Pero de repente te daban un cuaderno, una pluma y tinta. Bueno, la tinta la fabricaba el maestro diariamente a partir de unos polvos mágicos y de ella te surtías para rellenar el tintero de porcelana que tenías en un agujerito de tu pupitre. Los cuadernos los había de dos o tres rayas. La pluma era un palo en el que se insertaba un plumín metálico que echaba tinta cuando y donde no era necesario y no la echaba cuando y donde era imprescindible.

Aprobabas cuarto y reválida y te regalaban una estilográfica que también era necesario recargar apretando su bombona de goma. No menos dolores de cabeza te daba el tiralíneas que servía para emborronar con tinta china folios de papel de barba y estropear los dibujos.
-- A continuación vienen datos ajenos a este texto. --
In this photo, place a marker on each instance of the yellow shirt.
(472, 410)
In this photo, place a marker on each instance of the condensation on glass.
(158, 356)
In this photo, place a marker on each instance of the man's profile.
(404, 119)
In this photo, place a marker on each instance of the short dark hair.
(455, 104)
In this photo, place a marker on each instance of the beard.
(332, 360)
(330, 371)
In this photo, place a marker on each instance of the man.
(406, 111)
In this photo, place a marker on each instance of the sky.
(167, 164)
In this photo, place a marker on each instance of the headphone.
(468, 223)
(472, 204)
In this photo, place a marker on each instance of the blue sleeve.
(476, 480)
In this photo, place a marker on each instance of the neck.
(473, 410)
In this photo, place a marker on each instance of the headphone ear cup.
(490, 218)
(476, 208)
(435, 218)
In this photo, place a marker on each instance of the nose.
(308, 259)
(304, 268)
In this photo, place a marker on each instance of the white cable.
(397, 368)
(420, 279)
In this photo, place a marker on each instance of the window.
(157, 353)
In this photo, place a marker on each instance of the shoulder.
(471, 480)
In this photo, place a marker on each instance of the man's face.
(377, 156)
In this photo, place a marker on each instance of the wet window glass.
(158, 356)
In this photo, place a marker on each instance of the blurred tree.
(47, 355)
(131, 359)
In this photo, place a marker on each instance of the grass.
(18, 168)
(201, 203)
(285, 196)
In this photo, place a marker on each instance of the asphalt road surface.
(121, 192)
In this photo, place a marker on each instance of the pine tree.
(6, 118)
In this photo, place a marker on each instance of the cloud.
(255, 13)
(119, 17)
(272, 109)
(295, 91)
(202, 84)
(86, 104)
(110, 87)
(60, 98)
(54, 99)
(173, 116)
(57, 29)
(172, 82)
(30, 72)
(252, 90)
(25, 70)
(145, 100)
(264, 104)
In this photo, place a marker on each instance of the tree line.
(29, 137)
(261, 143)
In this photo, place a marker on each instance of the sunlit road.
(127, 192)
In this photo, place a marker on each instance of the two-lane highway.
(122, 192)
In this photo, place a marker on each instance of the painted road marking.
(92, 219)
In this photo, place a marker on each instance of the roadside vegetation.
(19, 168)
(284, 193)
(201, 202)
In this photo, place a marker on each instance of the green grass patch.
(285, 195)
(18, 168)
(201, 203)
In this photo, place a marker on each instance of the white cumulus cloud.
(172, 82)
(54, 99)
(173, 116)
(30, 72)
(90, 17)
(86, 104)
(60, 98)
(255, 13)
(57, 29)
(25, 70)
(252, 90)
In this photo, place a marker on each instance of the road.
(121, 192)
O el compás, con el que hacías circunferencias redonditas pero que si debías utilizar el plumín resulta que se corría la tinta.

Un día apareció alguien con un bolígrafo y la vida escolar cambió radicalmente. Fue toda una sensación porque no emborronaba el papel, aunque costaba caro. Mucho más que el lápiz o la pluma. Lo habría comprado en Vicente, bajo los portales. Si sería un lujo caro, que era necesario recargarlos en la tienda que Vicente tenía en la cacereña calle Pintores. Luego el colmo fueron los rotuladores y las estilográficas con recambio.

Hoy te ofrecen gratuitamente un puñado de bolígrafos en cualquier parte y con el menor pretexto y no los quiere nadie. Los tiralíneas han desaparecido y ya no los usan ni los delineantes o arquitectos, pues hasta mis amigos Mercedes y Faustino se han pasado al Autocad.